A federal wealth tax could provide ongoing revenue for much-needed investments in public programs and help rein in extreme economic inequality, the Canadian Centre for Policy Alternatives BC Office’s latest modelling for such a tax shows.
Senior economist Alex Hemingway modelled revenues for a Canadian wealth tax applying to net wealth above a $10 million threshold with three brackets and rates: one per cent for net wealth above $10 million, two per cent for above $50 million and three per cent for above $100 million.
“Such a wealth tax would raise an estimated $32 billion in the first year alone, rising to an estimated $51 billion by the tenth year and a cumulative $409 billion over 10 years,” says Hemingway, also a public finance policy analyst.
That’s enough to pay for all of these programs combined: universal public pharmacare, free tuition for post-secondary education, 100,000 non-market affordable homes annually and a major increase in public transit investment. And, each of these investments would significantly benefit the Canadian economy, he adds.
Canadians massively favour a wealth tax with 89 per cent support in national polling including 83 per cent of Conservative voters. Despite this popularity, an annual wealth tax is nowhere to be seen on the federal government’s agenda, Hemingway notes.
Prior to the COVID-19 pandemic, CCPA research showed the 87 richest families in Canada each held, on average, 4,448 times more wealth than the typical family—and more than the 12 million Canadians at the bottom of the economic ladder combined.

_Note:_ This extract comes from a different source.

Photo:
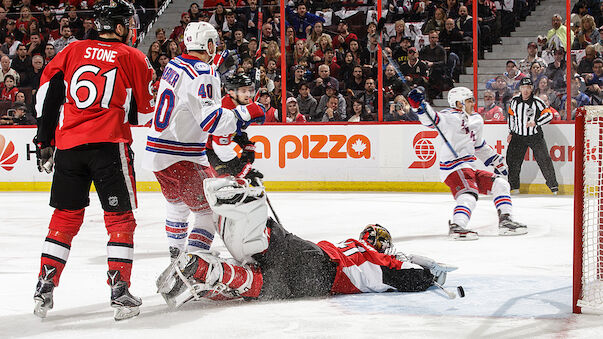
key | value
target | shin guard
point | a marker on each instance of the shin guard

“The Parliamentary Budget Office estimates that the richest one per cent in Canada controls 25 per cent of our country’s wealth and recent academic research puts that figure even higher at 29 per cent,” Hemingway says.
Billionaire wealth skyrocketed in Canada and worldwide during the COVID-19 pandemic and 61 Canadian billionaires alone now control $324 billion in wealth, Hemingway says, noting this is happening as Canadians struggle with an escalating cost of living.
“The rise of extreme inequality has provoked growing calls for an annual wealth tax on the super-rich around the world and Canada is no exception. Proposals for a wealth tax have high levels of support among Canadians across party lines,” he explains.
Extreme inequality has damaging consequences economically, socially and politically. Hemingway explains that organizations like the IMF and OECD have begun to acknowledge this in recent years, and that international epidemiological research shows inequality is linked to worse performance on a wide range of health and social outcomes.
Many ask if a wealth tax is enforceable and Hemingway says growing economic research suggests yes.
“Tax avoidance and evasion are not laws of nature, but rather are determined by policy choices,” he says, explaining that a modern wealth tax must be comprehensive and apply equally to all types of assets so there is no incentive to shift wealth into asset classes that are exempt from the tax.
And, a wealth tax isn’t a panacea in the fight against extreme inequality nor as a source of government revenue, Hemingway adds.